CIVEA responds to poorly interpreted Citizens Advice research on civil enforcement.

Responding to research based on surveys by Citizens Advice, Russell Hamblin-Boone, chief executive of the Civil Enforcement Association, said:

“CIVEA is disappointed to read today’s statement from Citizens Advice and will be interested to understand how this data was gathered and interpreted.

We will study the evidence and would expect that this will also be shared with the Enforcement Conduct Board. Enforcement agents are closely monitored and use body-worn video cameras, so we can respond to all complaints when they are identified.

Taking the facts alone there is no evidence from the case provided that the enforcement action was not conducted according to The Taking Control of Goods Regulations 2013. Anyone who does not pay their council tax and does not respond to numerous letters, calls and texts from the council and enforcement firm, should expect an enforcement visit to their home.

We will review the video evidence to ensure that the agent’s attitude was appropriate and that the member of the public was given all the information required to pay their debt.

Given that the case study inaccurately states that an enforcement action is confirmed to have broken Ministry of Justice rules, we would need to review all the evidence to ensure that Citizens Advice has correctly interpreted its anecdotal surveys. We appreciate that enforcement action can be distressing, but it is the ultimate sanction available to councils to recover £5 billion unpaid debt that funds essential services, such as adult care, fire and police services and even pothole repairs and street lighting.

CIVEA has worked closely to establish independent oversight of our industry and is pleased to see that a Business Plan for the Enforcement Conduct Board has been published today.”


For immediate release: 22 March 2023

Notes for editors:

CIVEA is the principal trade association representing civil enforcement agencies employing over

1700 certificated enforcement agents that operate in England and Wales.

CIVEA represents approximately 40 companies that make up more than 95% of the entire enforcement industry. CIVEA’s members work to enforce civil debt on behalf of local authorities and Her Majesty’s Courts and Tribunals Service (HMCTS). This amounts to over £550 million (half a billion) of unpaid taxes and fines recovered each year at no cost to the public bodies themselves. Each year CIVEA members receive c5 million warrants and court orders for payments owed to central and local government.

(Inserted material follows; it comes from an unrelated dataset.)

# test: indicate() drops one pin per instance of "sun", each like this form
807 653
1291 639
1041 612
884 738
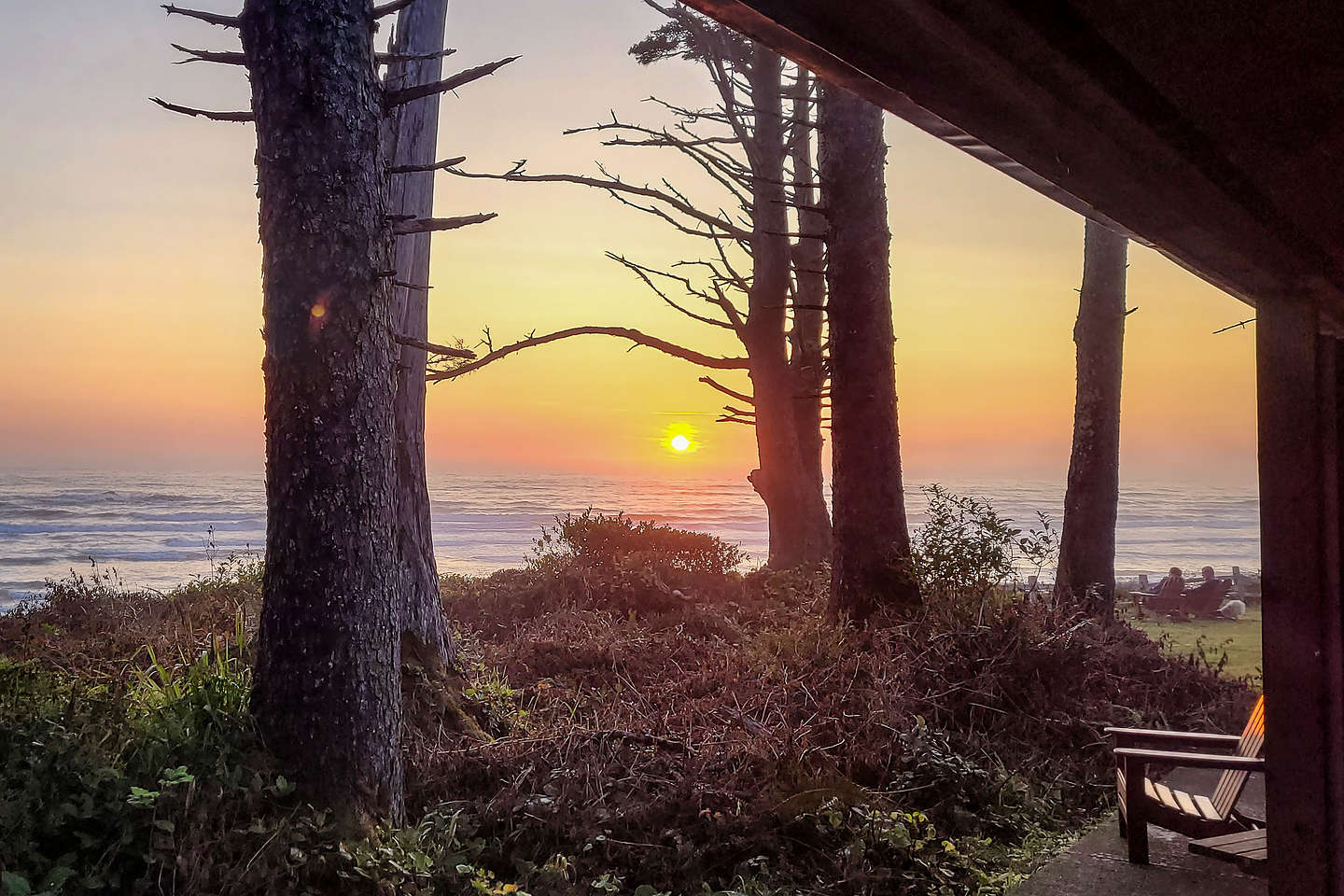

The Enforcement Conduct Board (ECB) officially launched in the Welsh Parliament on November 16th and at the House of Commons, London, on November 22nd. The new body will provide independent and objective oversight of civil enforcement work.

These Regulations make provision relating to the procedure for taking control of goods under Schedule 12 to the Tribunals, Courts and Enforcement Act 2007 (c. 15) (“the Act”). The Act provides a new statutory code in relation to taking control of goods in order to sell them to enforce the payment of debts (formerly known as “distress”). By section 62 of the Act, the Schedule 12 procedure is available where an enactment, writ or warrant confers the power to use the procedure.